We accept low-risk pregnancies. There is a strict set of criteria – a “Risk Assessment” – which must be met prior to acceptance for birth.
- What happens if there is a complication during my labour or birth?
If a complication develops during labour, we have a fully equipped emergency cart and a 24 hour on-call ambulance service. The ambulance will transfer you to a pre-arranged institution of your choice.
- How long can I stay at the Centre after I give birth?
The length of stay after giving birth is generally 4 – 6 hours. Midwives make follow-up calls and are available by phone 24 hours a day. A visit within 1 week after birth is included in the Birth Costs.
- At what point in labour do I come in to the Centre?
At the first sign of labour you contact the On-Call Midwife. The decision about when to come in is made together. Usually it is when you are in active labour.
- Does one of your midwives have to be my caregiver throughout the pregnancy for me to use your facility?
No, our midwives do not have to be your care provider throughout. We accept clients who have had other care-providers, however you must register in advance.
- Who can be with me at the birth?
Anyone that you have chosen to be with you can accompany you. There are no restrictions. We are a family-centered facility.
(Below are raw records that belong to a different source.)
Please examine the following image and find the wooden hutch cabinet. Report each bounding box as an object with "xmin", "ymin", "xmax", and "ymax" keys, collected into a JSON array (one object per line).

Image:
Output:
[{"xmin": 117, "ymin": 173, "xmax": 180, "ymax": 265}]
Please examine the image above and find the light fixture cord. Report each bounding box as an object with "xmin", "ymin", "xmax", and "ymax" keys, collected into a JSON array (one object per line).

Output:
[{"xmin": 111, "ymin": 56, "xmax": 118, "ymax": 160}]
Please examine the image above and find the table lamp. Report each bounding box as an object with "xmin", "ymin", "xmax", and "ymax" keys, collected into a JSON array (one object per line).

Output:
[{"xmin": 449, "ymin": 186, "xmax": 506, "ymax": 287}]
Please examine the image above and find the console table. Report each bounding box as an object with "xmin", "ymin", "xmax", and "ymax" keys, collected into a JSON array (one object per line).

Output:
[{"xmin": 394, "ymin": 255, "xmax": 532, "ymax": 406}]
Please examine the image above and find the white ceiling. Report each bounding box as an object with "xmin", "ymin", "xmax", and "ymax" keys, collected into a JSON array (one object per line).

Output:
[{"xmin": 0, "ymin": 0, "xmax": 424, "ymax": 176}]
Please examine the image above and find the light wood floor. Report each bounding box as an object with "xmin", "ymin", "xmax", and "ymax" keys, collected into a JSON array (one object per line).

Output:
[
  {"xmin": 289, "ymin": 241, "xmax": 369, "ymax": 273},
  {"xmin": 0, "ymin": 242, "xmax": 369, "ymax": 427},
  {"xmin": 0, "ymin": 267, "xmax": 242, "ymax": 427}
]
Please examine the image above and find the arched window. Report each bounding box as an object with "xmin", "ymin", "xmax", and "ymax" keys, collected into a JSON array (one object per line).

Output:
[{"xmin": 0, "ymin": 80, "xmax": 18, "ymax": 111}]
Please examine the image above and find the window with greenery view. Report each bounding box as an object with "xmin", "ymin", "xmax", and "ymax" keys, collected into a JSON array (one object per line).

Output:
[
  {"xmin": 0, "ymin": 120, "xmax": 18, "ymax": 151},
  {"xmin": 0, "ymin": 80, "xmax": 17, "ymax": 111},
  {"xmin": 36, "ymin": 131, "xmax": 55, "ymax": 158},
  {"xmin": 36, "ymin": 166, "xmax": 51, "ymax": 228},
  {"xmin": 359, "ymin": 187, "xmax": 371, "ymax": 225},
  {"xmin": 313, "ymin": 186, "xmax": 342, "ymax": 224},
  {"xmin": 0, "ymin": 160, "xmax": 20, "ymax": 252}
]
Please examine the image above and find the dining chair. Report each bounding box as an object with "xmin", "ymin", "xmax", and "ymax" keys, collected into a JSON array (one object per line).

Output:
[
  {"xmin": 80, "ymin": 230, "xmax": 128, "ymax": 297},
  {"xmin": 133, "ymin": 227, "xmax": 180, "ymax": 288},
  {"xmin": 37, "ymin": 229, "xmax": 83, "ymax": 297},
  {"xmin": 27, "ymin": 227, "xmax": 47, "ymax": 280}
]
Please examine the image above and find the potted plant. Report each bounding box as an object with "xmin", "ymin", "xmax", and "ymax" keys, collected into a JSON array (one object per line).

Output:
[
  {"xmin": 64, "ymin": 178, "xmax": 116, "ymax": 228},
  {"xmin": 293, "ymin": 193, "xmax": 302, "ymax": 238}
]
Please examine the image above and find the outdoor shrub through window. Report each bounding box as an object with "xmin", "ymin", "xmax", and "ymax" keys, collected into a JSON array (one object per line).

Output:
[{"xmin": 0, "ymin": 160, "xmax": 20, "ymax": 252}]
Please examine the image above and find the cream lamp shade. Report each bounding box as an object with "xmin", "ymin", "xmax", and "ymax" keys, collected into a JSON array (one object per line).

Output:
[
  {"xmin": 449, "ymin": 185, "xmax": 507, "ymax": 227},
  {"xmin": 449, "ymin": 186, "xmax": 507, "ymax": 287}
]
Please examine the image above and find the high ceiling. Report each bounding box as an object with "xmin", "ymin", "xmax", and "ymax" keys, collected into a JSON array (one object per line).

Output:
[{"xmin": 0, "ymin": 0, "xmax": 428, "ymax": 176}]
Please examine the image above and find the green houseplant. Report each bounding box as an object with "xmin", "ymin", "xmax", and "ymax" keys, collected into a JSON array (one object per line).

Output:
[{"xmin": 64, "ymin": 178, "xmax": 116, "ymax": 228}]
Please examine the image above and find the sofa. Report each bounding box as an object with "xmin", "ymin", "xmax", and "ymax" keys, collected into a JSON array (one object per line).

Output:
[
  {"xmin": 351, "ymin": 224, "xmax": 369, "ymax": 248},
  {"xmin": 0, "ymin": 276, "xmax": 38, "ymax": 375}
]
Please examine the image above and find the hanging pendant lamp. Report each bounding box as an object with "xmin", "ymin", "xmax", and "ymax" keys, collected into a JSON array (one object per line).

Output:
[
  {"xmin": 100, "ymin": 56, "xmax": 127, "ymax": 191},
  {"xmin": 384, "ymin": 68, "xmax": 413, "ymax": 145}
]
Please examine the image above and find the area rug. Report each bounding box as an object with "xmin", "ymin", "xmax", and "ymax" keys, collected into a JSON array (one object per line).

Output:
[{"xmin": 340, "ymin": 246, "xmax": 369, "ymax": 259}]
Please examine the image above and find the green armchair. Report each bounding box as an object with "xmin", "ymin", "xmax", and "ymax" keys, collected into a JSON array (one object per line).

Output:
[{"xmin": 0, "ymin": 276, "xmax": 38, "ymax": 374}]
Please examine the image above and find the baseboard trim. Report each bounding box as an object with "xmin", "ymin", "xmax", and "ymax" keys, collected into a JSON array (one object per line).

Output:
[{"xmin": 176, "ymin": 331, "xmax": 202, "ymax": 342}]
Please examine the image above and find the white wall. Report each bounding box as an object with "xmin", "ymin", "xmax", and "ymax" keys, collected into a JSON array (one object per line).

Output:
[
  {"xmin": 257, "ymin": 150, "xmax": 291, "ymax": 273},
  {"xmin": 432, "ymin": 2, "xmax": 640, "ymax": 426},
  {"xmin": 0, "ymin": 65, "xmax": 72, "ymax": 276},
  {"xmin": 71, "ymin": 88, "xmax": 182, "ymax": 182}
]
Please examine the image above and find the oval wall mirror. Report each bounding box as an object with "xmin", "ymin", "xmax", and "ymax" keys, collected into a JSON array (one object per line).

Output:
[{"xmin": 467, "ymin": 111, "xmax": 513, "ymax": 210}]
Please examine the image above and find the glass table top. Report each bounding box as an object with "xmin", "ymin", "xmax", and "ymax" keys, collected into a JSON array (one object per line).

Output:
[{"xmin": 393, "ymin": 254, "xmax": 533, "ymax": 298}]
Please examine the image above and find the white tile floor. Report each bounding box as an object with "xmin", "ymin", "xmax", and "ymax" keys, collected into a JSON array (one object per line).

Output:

They can be in the birthing room with you or in the Family Room.
- What forms of pain relief are available?
We use ‘natural” methods of pain relief such as : massage; shower; water immersion; TENS (Transcutaneous Electrical Nerve Stimulation).
- How long should I breast feed my baby?
This is an individual decision but WHO/UNICEF recommends that babies should be exclusively ( no water, juice, solids) breastfed for the first 6 months of life, then introduce solid foods and continue to breastfeed for up to 2 years of age and beyond.
- Should I give my baby water?
Your breastfed baby does not need anything but your milk. Breast milk has enough water for your baby’s needs even in hot climates. If your baby is thirsty or hungry he/she will feed more often.
- Breastfeeding is so tiring- when will my baby breastfeed less frequently?
Having a baby is tiring whether you breastfeed or not. It is important to get help after having a baby. As your baby grows he will sleep for longer periods.
- Do I have to drink milk when I am breastfeeding?
No, drinking milk does not help you to make milk.
Milk and anything with dairy e.g pizza, cheese, ice cream, chocolate may cause your baby to have colic.
- Will my breasts sag if I breastfeed?
No. Pregnancy changes the shape of your body and then there is gravity! But you should wear a good supporting bra without underwire.
- My baby feeds every 1-2 hours. Do I have enough milk?
Feeding frequently is normal for a breastfed baby as their stomachs are very small. At birth their stomachs are the size of a marble, then a walnut and ping pong ball and as breast milk is digested very easily babies take a little at a time, digest it quickly and come for more. The more a baby feeds the more milk you make.
- My baby’s stool is watery and mustard coloured-is this normal?
Yes. Your baby’s stool for about the first five days is called meconium. This is very dark and sticky but gradually becomes watery, mustard coloured and may be frequent.
- Can I breastfeed if I am sick?
Except in exceptional circumstances, you should continue to breastfeed. You will be making antibodies which pass through the milk and will help to build immunity and lessen your baby’s chance of being sick.
- How will I know if my baby is getting enough?
Your full term normal baby should breastfeed 10-12 times in a 24 hour period- pass urine, poop and put on weight.
Your baby should be seen at a Health Centre, Midwife, Lactation Consultant or Doctor to make sure that your baby is thriving.
- When does my milk come?
The first milk is called colostrum (liquid gold). It is a laxative and rich in antibodies. Your milk will come within a few days of birth- the more you breastfeed, the quicker your milk will come in.